2) Massimo Salvadori, Storia della Resistenza Italiana, Neri Pozza Editore, Venezia 1955, pp. 9 e 10.
In copertina: Partigiane a Brera - Foto di Valentino Petrelli
Note all’immagine di copertina
Milano, 26 aprile 1945 - Fotografia, probabilmente inscenata, di partigiane nell'atto di riconsegnare le armi agli alleati. L'immagine rappresenta in primo piano tre donne che stanno riportando le armi agli alleati. Il modo in cui tengono in mano le armi suggerisce che non siano esperte combattenti, e che la fotografia sia stata costruita per rappresentare un concetto più che essere uno scatto spontaneo. Una delle ragazze restò uccisa, per errore, proprio da una di quelle armi. Qualche anno più tardi l'uomo con il cappotto sulla destra chiese a Publifoto, agenzia per la quale Petrelli lavorava, di essere rimosso dalla foto.(Fonte: Wikipedia)

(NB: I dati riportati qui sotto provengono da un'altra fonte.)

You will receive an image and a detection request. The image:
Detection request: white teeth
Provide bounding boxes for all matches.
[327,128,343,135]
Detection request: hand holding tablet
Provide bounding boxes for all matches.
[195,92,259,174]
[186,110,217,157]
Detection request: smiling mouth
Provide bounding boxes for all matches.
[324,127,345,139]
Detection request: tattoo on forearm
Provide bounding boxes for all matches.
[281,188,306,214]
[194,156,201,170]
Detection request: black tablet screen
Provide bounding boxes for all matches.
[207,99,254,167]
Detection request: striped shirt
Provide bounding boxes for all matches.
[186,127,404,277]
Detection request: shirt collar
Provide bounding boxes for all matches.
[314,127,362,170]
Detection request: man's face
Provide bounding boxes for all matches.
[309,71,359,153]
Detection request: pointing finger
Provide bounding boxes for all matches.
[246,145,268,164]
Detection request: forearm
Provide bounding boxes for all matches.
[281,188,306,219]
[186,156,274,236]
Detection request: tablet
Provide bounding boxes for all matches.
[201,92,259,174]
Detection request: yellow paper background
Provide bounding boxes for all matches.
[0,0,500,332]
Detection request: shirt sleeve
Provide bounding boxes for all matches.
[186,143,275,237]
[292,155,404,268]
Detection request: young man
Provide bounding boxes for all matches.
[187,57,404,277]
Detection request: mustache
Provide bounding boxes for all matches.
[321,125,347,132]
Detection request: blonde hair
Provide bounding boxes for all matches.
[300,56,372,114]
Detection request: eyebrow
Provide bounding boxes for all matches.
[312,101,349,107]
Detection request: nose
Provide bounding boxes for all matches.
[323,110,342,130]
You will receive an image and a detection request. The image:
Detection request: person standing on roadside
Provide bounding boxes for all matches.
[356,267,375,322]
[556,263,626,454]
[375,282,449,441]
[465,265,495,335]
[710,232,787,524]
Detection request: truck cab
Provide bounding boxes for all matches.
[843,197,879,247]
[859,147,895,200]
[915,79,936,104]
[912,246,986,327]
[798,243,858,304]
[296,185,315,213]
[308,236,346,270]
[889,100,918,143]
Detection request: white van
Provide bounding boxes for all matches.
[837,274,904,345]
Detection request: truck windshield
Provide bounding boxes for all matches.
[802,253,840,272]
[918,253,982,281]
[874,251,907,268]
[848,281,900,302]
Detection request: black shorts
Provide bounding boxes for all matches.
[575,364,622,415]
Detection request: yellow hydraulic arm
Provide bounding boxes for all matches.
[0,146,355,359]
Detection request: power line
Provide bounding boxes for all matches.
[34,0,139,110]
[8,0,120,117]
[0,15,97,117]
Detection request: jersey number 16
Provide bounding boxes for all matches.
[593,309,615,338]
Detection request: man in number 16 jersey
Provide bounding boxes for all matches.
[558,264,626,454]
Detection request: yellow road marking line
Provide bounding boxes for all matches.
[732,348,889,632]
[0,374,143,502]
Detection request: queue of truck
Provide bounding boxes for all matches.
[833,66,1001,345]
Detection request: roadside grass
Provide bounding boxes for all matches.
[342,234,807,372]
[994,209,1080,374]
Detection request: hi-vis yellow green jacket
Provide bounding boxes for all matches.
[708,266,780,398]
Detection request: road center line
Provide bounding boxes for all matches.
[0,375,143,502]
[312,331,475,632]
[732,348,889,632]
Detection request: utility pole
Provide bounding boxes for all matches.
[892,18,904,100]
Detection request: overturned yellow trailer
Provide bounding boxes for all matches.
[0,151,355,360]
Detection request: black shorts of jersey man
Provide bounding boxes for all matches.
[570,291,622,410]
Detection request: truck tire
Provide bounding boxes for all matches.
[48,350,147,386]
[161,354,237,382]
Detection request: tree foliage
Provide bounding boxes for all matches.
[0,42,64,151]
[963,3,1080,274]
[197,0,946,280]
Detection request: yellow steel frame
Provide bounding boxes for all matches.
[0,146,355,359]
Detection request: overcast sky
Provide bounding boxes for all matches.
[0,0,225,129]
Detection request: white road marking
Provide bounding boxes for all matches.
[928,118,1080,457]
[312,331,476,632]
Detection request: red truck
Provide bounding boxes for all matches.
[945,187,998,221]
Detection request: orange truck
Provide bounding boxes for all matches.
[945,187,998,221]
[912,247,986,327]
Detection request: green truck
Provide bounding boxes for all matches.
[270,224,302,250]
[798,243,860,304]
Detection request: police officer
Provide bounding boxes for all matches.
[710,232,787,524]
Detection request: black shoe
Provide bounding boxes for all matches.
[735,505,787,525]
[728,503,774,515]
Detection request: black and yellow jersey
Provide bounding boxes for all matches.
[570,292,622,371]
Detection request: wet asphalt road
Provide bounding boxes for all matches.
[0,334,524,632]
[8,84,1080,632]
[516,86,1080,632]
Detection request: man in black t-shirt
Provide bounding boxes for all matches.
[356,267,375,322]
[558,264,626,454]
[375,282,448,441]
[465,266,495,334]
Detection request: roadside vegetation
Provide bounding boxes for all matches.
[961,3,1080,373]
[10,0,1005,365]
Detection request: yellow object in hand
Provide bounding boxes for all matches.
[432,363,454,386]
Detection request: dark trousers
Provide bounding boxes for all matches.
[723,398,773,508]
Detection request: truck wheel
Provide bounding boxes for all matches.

La storia di questa immagine – scattata da Tino Petrelli, famosissima, e in parte anch’essa “ricostruita” – è tragica: una delle giovani ritratte nella foto, Aniuska (al centro), giunta dalla Polonia con la sorella, ricevette il fucile da alcuni partigiani. Ore dopo lo scatto, a causa di un errore, venne uccisa dalla sorella, che a sua volta aveva ricevuto un’arma.
L’uomo che nell’originale compare a destra delle ragazze si fece poi cancellare dal negativo perché, disse, quell’arma l’aveva presa tra le mani solo dietro la richiesta del fotografo.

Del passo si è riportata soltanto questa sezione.